Better chairs (and desks) for better learning? On Slate, Linda Perlstein looks at readers’ suggestions for improving school furniture, which typically is designed to be cheap and indestructible.
Ergonomists recommend adjustable classroom seats and desks, but schools rarely fit the desk and chair to the student and keep them together, Perlstein writes.
One ergonomist recommends letting short students sit on a Swedish air-filled cushion that has the added advantage of bounciness. Movement is good for the body and the mind.
. . . ergonomists who have watched well-behaved children at standing-height tables or in bouncy chairs in Sweden or New Zealand or Canada insist that innovative furniture makes students pay more attention, not less.
Galen Cranz, a Berkeley professor of architecture and design, and author of “The Chair as Health Hazard,” thinks students shouldn’t sit at all.
She recommends higher, tilting tables that allow students to perch or stand, or exercise balls, which have the added benefit of keeping kids awake.
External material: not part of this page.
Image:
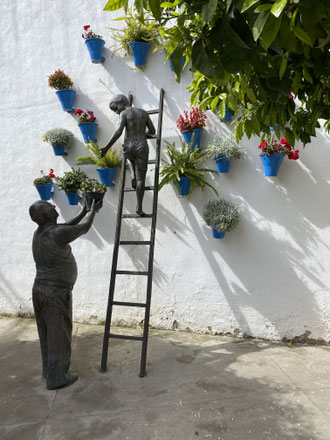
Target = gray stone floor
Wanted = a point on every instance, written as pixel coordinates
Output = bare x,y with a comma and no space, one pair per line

There seems to be agreement among ergonomists about the value of perching, with the legs at a 120-degree rather than 90-degree angle—keeping the hips above the knees is good for the body, and the position has been adopted in some European schools. They disagree, though, about the balls.
Many children and adults will manage to find weird ways of sitting in the most ergonomically correct furniture, Perlstein concedes.
Slate is soliciting classroom redesign ideas from its readers.